Maestro for a Moment

by | Sep 27, 2022 | Artwork #1: Score, Projects

Score:

Sit down with an instrument
Pick a song you would like to play with your instrument
Prepare to play an audio recording of your song
Remove yourself from the noise of the outside world such that you hear the instrument as little as possible when played
Prepare to play the instrument correctly as you have done before
Play your song to completion while listening to your recording

Artist Statement:

“Maestro for a Moment” was created with two pieces of inspiration in mind. The first form of inspiration is a passive desire of mine that I’ve had for a while: to learn to play the piano. I call it “passive” because, while I think the idea of being able to play the piano well is a fun one, I actually don’t care enough about it to put in the multiple years of effort it would take to learn it on a professional level. In my mind, it has always been restricted to passing an open piano at a mall, an airport, or even the Curry Student Center, and just thinking, “Wouldn’t it be nice?”
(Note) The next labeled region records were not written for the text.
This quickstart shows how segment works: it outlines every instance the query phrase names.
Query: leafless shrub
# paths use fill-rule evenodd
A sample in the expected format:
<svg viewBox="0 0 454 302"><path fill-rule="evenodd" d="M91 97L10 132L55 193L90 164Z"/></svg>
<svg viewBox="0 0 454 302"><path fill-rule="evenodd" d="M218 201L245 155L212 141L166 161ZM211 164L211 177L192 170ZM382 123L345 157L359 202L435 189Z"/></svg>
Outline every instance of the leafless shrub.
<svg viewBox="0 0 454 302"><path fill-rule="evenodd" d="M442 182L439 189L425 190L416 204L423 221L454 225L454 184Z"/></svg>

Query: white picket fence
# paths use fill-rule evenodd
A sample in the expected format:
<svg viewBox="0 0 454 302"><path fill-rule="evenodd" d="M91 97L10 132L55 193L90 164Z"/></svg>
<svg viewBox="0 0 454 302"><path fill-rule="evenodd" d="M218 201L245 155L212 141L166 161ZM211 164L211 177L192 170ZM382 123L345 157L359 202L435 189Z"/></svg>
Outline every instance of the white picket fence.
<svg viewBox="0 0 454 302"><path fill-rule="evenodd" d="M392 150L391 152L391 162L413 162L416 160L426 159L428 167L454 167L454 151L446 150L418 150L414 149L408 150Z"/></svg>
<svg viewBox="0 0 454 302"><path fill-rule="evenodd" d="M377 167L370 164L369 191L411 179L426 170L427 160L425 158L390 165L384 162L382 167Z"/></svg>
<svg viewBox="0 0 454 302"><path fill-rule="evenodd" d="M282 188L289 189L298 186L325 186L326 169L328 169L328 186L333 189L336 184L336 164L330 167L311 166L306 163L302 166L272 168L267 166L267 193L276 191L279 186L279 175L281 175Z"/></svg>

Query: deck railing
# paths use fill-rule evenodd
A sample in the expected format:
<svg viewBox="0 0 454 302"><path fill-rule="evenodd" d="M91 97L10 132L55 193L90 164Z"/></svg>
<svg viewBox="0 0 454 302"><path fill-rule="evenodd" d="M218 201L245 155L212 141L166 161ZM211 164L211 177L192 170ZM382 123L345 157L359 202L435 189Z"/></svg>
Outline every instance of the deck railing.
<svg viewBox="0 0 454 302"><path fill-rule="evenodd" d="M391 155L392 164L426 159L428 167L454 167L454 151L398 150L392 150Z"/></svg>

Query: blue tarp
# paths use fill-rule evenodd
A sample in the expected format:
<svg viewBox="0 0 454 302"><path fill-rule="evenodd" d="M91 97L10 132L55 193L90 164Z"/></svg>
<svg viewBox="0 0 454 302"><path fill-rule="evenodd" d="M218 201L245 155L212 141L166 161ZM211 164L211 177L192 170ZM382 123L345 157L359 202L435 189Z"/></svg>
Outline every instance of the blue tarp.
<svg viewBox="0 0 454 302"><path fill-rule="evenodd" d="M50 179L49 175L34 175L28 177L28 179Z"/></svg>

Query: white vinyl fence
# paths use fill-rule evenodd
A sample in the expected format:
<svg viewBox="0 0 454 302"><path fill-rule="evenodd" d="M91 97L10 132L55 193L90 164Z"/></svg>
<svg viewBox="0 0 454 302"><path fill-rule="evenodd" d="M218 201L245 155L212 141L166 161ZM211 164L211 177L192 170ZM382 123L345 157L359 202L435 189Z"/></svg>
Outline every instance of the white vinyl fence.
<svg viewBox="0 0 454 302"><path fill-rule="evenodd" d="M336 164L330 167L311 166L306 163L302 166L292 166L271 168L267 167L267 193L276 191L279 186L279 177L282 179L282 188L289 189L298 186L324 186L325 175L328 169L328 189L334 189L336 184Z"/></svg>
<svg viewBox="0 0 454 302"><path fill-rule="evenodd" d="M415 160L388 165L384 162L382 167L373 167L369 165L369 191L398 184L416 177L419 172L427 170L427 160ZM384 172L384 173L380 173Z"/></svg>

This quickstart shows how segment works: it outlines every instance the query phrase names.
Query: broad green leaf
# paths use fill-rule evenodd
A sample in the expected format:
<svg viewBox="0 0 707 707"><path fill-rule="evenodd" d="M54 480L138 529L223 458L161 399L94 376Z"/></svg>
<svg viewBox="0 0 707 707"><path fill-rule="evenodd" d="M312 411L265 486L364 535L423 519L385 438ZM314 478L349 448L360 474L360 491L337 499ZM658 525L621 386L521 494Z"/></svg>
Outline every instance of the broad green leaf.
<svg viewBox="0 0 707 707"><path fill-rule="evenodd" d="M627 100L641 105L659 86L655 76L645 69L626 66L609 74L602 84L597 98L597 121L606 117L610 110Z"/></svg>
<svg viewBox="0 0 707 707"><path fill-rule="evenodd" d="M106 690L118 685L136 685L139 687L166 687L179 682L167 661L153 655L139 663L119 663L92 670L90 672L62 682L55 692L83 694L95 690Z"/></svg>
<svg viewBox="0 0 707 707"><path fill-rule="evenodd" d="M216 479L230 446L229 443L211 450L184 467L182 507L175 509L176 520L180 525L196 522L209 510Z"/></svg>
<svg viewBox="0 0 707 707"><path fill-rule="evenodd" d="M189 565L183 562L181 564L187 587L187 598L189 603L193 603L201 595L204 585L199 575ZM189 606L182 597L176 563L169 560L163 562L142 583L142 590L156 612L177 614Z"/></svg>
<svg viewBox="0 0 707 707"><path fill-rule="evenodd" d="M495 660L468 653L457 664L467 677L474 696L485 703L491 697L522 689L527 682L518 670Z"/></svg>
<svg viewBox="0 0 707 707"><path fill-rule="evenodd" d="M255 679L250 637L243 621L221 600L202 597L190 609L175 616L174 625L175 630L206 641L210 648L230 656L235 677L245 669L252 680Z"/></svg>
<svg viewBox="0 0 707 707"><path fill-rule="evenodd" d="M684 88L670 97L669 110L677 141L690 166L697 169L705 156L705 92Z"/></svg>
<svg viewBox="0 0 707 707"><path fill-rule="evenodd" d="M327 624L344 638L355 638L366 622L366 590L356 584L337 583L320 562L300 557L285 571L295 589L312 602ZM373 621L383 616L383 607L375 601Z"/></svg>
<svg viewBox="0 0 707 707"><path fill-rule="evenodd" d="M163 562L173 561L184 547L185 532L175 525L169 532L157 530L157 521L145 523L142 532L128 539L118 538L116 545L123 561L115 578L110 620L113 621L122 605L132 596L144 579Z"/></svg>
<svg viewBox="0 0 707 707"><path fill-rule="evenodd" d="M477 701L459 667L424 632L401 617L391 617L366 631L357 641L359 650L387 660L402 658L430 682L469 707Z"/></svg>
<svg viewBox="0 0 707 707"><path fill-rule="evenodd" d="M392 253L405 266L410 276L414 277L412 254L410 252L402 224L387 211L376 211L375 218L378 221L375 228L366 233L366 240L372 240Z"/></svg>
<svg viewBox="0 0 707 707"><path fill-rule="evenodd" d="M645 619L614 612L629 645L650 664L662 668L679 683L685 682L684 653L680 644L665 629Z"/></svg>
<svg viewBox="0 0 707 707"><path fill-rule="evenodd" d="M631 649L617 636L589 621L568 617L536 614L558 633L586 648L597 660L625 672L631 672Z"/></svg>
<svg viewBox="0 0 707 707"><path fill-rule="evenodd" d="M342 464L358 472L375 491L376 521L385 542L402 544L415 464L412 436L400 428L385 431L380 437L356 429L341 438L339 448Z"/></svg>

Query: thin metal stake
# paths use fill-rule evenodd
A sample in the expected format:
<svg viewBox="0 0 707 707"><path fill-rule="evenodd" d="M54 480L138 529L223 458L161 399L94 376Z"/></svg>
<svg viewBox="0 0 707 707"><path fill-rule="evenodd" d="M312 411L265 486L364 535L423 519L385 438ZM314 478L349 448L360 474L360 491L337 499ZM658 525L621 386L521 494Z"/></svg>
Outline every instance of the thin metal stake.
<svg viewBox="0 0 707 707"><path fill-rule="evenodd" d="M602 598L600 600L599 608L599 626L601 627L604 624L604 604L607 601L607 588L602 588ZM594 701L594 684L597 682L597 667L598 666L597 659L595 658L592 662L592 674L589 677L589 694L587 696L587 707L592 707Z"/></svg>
The second inspiration was David Tudor who was known for composing indeterminate pieces, such as Imaginary Landscape No. 4 (1951) and Music of Changes (1951). An indeterminate music piece is one that introduces some level of chance to the musical score so that creates an indeterminable outcome, one that is unique to each performance of the piece. I thought this was fascinating due to how it changes the fundamental idea of a musical performance. When one thinks of a concert, they typically think of a musician practicing a set of instructions, the musical score, to produce some kind of expected outcome, the song. David Tudor entertained the thought of changing that formula to produce an unexpected outcome rather than an expected one; from instructed input and expected output to instructed input and unexpected output.

With these two things in mind, I constructed this score to evoke a feeling into the person performing it: that they can play an instrument they don’t actually know how to play. I did this through playing with that formula of performance much like the way David Tudor did, except I reversed the changes he made to it. Instead of an instructed input with an unexpected output, this score displays an uninstructed input with an expected output. The uninstructed input is the user’s ability (or lack thereof) to play the instrument “correctly.” What “play[ing] the instrument correctly” really means is to just play the instrument in a way that feels correct to the user. Whether or not that is actually correct doesn’t matter, because by removing their ability to hear the music they are physically playing and replacing it with a recording of the song they actually want to play (the expected output), they feel like they are producing the music with their instrument that they are listening to.

While not intended to be so, some participants took to making this into a performative piece instead of a personal one by wanting to record the actual music they created with their instrument to play it back for themselves and others. This doesn’t fall in-line with the feeling I wanted to evoke in this score, so I didn’t want to enforce this instruction. However, because this is supposed to be a personal score, I would encourage anyone wanting to play this score to do whatever they wish with what they create.